Now if you think about it, for each one of these lattice points, 𝑎, 𝑏, its distance from the origin is the square root of 𝑎 squared plus 𝑏 squared. And since 𝑎 and 𝑏 are both integers, 𝑎 squared plus 𝑏 squared is also some integer. So you only have to consider rings whose radii are the square roots of some whole number. A radius of zero just gives you that single origin point. If you look at the radius one, that hits four different lattice points. Radius square root of two, well that also hits four lattice points. A radius square root of three doesn’t actually hit anything. Square root of four, again, hits four lattice points. A radius square root of five actually hits eight lattice points. And what we want is a systematic way to count how many lattice points are on a given one of these rings, a given distance from the origin, and then to tally them all up.

And if you pause and try this for a moment, what you’ll find is that the pattern seems really chaotic, just very hard to find order under here. And that’s a good sign that some very interesting math is about to come into play. In fact, as you’ll see, this pattern is rooted in the distribution of primes. As an example, let’s look at the ring with radius square root of 25. It hits the point five, zero since five squared plus zero squared is 25. It also hits four, three since four squared plus three squared gives 25. And likewise, it hits three, four and also zero, five. And what’s really happening here is that you’re counting how many pairs of integers 𝑎, 𝑏 have the property that 𝑎 squared plus 𝑏 squared equals 25. And looking at the circle, it looks like there’s a total of 12 of them.

As another example, take a look at the ring with radius square root 11. It doesn’t hit any lattice points. And that corresponds to the fact that you cannot find two integers whose squares add up to 11. Try it! Now, many times in math, when you see a question that has to do with the 2D plane, it can be surprisingly fruitful to just ask what it looks like when you think of this plane as the set of all complex numbers. So instead of thinking of this lattice point here as the pair of integer coordinates three, four, instead think of it as the single complex number three plus four 𝑖. That way, another way to think about the sum of the squares of its coordinates, three squared plus four squared, is to multiply this number by three minus four 𝑖. This is called its complex conjugate. It’s what you get by reflecting over the real axis, replacing 𝑖 with negative 𝑖.

And this might seem like a strange step if you don’t have much of a history with complex numbers. But describing this distance as a product can be unexpectedly useful. It turns our question into a factoring problem, which is ultimately why patterns among prime numbers are gonna come into play. Algebraically, this relation is straightforward enough to verify. You get a three squared and then the three times minus four 𝑖 cancels out with the four 𝑖 times three. And then, you have negative four 𝑖 squared, which because 𝑖 squared is negative one becomes plus four squared.

This is also quite nice to see geometrically.
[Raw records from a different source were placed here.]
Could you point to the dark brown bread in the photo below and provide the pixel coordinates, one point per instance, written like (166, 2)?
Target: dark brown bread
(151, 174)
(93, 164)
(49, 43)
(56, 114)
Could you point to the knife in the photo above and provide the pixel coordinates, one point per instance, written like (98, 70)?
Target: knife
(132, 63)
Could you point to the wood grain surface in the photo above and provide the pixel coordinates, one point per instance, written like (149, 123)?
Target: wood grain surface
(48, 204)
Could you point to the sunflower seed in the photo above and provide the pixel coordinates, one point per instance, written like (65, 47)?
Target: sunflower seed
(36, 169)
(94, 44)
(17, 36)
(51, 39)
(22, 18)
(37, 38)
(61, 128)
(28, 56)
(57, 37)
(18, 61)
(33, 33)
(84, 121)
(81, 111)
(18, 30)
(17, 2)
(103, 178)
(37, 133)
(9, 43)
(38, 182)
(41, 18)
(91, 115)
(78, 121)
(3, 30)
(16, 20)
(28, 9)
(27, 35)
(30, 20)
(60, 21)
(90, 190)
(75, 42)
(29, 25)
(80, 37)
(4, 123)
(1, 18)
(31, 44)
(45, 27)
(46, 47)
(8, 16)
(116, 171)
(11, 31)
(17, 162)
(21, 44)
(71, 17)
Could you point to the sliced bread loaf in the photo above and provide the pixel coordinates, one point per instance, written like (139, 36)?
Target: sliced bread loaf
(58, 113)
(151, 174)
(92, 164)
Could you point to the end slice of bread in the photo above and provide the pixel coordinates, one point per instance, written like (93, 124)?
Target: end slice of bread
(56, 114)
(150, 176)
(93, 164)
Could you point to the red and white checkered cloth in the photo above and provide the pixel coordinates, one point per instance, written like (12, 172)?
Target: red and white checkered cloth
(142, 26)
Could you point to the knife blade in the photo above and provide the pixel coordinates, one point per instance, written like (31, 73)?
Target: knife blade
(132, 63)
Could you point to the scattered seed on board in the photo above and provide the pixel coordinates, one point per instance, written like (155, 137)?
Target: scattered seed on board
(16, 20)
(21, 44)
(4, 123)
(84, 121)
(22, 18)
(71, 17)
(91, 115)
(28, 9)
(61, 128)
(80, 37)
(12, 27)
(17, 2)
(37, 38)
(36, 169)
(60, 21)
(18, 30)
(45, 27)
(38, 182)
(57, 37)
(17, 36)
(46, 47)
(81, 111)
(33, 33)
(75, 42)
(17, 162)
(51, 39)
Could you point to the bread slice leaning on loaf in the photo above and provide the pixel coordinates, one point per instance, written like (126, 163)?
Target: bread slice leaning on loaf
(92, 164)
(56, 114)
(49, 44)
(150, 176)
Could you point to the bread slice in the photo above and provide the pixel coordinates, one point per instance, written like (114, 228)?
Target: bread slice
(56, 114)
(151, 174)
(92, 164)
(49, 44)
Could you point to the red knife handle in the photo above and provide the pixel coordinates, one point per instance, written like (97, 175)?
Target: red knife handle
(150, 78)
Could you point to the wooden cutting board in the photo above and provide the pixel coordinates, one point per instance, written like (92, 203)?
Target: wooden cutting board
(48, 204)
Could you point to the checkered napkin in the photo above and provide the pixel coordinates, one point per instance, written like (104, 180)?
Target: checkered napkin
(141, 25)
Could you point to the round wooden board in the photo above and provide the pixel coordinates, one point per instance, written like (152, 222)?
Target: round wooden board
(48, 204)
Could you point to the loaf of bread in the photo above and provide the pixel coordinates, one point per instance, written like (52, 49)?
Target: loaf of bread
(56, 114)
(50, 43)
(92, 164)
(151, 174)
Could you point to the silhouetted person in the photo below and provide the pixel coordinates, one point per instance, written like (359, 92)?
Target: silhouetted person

And if you’re a little rusty with how complex multiplication works, I do have another video that goes more into detail about why complex multiplication looks the way that it does. The way that you might think about a case like this is that the number three plus four 𝑖 has a magnitude of five and some angle off of the horizontal. And what it means to multiply it by three minus four 𝑖 is to rotate by that same angle in the opposite direction, putting it on the positive real axis, and then to stretch out by a factor of five, which in this case lands you on the output 25, the square of the magnitude.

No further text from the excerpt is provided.